We have it wrong when we talk about how God heals. If all God ever did was heal, then we would all be walking around scared and damaged. The very definition of scar is: 1. a mark left by a healed wound, sore, or burn. 2. a lasting aftereffect of trouble, especially a lasting psychological injury resulting from suffering or trauma. 3. any blemish remaining as a trace of or resulting from injury or use. Let me ask you something: when God heals or renews does he leave traces of the old life? No He does not; so by default, his healing cannot leave scars. So, he does not heal, but he regenerates. Everything God has ever touched or ever will touch is completely changed and transformed into a completely new state. The bible is filled with instances, and explanations, of this regeneration and renewal process. When Namen the leper dipped himself into the river Jordan he came up more than just healed of leprosy, but his skin and internal organs were completely regenerated. He was made new. When Lazarus was raised from the dead after 4 days of being in the grave, he came back completely restored and made new. No trace of the sickness that had killed him or the decay that had occurred over the past four days remained on him. Imagine if it had, instead of a renewed man they would have had a zombie. Funny to think about it that way; but let’s be honest, if God had just simply given him back his life, then he would have been a sick decayed body walking around. No, God did more than just give him back his life, he completely renewed him. The three Hebrew children after being thrown in the fire came out with no traces that they had ever been in the furnace, not even the smell of smoke was upon them.

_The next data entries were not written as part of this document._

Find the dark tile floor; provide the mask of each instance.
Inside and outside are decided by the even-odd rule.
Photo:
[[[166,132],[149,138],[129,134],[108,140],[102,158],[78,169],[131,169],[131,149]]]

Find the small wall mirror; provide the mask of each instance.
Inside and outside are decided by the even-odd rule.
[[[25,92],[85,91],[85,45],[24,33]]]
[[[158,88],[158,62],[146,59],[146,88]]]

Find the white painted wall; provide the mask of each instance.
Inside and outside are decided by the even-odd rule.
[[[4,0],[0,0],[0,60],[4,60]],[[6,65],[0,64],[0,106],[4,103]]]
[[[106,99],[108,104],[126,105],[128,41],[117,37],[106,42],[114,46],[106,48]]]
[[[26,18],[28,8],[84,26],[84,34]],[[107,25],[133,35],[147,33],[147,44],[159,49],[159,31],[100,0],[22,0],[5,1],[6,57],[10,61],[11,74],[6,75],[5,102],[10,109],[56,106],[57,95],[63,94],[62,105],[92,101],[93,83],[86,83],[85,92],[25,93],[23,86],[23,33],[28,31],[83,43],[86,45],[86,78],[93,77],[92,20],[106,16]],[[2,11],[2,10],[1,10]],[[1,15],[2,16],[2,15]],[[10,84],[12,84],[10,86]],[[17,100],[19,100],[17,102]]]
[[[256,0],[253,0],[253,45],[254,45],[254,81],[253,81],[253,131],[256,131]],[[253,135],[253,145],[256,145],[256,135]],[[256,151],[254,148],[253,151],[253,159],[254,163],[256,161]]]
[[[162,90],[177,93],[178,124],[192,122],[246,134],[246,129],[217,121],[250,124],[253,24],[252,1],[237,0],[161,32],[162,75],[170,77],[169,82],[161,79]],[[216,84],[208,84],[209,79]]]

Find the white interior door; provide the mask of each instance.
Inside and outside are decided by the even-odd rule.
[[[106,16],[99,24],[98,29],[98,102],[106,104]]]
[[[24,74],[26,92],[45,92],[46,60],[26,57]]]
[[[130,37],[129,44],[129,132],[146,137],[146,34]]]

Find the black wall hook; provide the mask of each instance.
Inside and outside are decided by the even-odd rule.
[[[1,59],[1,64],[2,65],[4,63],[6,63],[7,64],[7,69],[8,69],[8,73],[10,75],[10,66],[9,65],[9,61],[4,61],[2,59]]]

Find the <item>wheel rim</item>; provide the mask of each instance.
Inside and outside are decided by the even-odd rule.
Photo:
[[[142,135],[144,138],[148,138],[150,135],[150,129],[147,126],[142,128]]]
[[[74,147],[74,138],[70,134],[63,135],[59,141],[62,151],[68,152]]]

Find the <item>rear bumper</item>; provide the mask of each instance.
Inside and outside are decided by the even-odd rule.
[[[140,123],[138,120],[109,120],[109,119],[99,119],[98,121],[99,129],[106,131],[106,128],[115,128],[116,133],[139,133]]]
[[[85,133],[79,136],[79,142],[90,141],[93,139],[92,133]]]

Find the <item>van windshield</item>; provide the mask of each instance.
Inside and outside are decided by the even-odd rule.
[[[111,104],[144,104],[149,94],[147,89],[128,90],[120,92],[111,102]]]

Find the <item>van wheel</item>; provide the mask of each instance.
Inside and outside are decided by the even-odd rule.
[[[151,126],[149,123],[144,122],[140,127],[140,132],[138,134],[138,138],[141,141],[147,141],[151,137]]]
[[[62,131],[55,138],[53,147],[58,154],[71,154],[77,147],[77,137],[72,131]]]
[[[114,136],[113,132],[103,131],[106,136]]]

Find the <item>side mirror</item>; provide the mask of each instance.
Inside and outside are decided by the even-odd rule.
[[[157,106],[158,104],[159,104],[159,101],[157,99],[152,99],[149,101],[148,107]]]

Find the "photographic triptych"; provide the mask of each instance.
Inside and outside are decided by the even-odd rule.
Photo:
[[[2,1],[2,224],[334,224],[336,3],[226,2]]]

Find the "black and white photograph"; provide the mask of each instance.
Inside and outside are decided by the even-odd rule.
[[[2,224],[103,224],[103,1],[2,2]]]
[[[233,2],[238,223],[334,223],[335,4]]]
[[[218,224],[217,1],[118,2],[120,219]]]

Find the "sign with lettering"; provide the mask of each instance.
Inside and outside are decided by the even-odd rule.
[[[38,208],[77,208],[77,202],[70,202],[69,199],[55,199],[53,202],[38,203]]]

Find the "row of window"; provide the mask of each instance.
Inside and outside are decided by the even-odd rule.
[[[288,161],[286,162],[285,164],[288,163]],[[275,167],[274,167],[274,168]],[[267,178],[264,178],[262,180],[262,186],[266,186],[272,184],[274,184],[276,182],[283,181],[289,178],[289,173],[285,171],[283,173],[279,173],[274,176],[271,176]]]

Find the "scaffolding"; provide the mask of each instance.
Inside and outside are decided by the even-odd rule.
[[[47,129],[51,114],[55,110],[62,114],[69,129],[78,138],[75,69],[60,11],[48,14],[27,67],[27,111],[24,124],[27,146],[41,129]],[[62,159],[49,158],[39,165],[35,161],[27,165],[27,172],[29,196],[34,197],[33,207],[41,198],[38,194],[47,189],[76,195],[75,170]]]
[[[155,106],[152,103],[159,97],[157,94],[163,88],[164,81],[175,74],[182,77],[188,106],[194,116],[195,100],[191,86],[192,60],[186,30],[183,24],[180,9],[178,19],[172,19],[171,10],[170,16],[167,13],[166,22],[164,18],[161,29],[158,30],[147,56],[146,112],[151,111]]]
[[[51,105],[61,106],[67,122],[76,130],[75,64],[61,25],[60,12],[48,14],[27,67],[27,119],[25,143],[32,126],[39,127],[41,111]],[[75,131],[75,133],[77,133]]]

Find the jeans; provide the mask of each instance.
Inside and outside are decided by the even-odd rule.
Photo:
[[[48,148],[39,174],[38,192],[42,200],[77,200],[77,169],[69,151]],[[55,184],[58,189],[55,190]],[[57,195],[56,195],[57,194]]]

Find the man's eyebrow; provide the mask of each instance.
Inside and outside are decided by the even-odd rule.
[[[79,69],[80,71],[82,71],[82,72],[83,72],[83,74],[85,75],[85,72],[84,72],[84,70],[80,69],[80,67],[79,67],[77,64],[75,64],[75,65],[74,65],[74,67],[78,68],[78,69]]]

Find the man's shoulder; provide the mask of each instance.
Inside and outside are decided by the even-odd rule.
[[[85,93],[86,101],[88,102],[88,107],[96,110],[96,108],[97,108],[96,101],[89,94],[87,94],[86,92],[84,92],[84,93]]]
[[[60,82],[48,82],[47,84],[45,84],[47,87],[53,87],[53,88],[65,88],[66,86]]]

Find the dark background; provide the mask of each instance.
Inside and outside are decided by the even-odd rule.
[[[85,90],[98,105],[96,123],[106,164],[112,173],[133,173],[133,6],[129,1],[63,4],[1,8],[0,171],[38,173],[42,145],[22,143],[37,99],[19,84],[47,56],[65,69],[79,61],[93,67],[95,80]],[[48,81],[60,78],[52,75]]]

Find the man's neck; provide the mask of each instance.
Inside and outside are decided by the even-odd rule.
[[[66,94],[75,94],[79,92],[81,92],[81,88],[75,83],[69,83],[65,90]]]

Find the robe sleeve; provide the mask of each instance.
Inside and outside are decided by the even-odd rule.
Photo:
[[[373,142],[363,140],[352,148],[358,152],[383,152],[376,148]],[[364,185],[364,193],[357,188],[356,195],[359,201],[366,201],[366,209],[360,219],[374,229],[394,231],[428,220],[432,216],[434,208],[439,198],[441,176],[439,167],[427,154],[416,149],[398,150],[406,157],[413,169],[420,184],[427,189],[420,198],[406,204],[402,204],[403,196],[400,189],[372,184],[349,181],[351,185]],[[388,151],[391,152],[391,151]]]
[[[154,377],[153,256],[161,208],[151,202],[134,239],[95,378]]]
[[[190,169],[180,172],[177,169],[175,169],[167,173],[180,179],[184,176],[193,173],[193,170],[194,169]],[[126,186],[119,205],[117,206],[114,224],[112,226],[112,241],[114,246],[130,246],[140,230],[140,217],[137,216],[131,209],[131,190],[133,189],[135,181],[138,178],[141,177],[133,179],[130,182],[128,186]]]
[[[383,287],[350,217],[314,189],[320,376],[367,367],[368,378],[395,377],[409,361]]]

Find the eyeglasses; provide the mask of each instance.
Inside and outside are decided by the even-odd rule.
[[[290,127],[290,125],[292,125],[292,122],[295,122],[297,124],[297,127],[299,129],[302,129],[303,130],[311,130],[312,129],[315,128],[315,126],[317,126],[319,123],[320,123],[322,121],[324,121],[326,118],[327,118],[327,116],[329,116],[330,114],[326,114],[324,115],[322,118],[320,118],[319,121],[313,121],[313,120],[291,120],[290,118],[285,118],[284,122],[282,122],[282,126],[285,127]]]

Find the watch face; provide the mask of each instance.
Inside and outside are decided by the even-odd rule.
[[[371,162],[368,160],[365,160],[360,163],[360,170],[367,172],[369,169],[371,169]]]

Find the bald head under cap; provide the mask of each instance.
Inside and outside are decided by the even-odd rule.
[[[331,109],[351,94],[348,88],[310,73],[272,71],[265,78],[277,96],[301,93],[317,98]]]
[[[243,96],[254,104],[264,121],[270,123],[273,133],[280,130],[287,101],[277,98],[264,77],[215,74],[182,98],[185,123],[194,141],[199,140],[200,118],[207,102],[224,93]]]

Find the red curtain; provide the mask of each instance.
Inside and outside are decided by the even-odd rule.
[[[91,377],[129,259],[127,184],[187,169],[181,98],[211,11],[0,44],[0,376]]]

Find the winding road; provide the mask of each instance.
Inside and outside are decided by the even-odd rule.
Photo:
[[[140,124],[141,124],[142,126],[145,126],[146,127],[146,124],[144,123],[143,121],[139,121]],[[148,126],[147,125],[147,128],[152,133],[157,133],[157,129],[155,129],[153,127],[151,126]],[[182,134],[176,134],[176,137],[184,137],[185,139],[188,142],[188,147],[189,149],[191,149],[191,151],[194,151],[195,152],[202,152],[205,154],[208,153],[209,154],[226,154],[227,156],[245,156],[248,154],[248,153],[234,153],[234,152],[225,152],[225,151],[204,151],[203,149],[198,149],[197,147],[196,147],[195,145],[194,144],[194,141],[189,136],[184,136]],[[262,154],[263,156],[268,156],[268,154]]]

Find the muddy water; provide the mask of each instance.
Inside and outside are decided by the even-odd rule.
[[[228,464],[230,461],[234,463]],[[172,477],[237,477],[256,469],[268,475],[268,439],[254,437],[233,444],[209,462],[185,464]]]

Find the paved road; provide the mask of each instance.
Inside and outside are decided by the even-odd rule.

 Moreover, in 2 Corinthians 5:17 it says: Therefore, if anyone is in Christ, he is a new creation; old things have passed away; behold, all things have become new. He literally states in this scripture that what has been done in us through Jesus is more than just Salvation; but, a complete and utter renewal of our very being. Our old selves have passed away, or died, and we have been renewed, or resurrected, and have been made NEW.  What is new life? Well new life is the life of a new born baby. A new born baby when it comes into the world has not yet been damaged by the ravages of life. It is completely perfect and new. This is what He is saying He has and will do in us. He will make us like a newborn; a person who not only has no visible traces of damage, but a person who was never damaged to begin with. To use another analogy, its like when the Doctor regenerates in DR Who. The old doctor literally dies and a completely new person emerges. Even his appearance has changed. The person he was no longer exists, and he is replaced by a completely new person. Sure the memories of his old life still remain; but for all intents and purposes, he has been completely made new and given a new life. This is what He did and is continuing to do for me. He not only healed my heart, but removed all traces it had ever been damaged to begin with. Now, all that is left are memories, which are only echoes of a past that has no power over me. Its like looking back at a me that existed in some other reality than the one I now inhabit.  I will leave you with a scripture that, to me, proves this process is not only going on in me, but it is a Godly process that all Christians can believe for. Ezekiel 11:19 Then I will give them one heart, and I will put a new spirit within them, and take the stony heart out of their flesh, and give them a heart of flesh. Rich Mullens uses this line in one of my favorite songs and I like how he paraphrases it, “I will give you a new heart and a spirit. Your heart of stone I will remove and put a heart of flesh inside of you. One I can touch, one I can move, and one that beats in time with the truth.”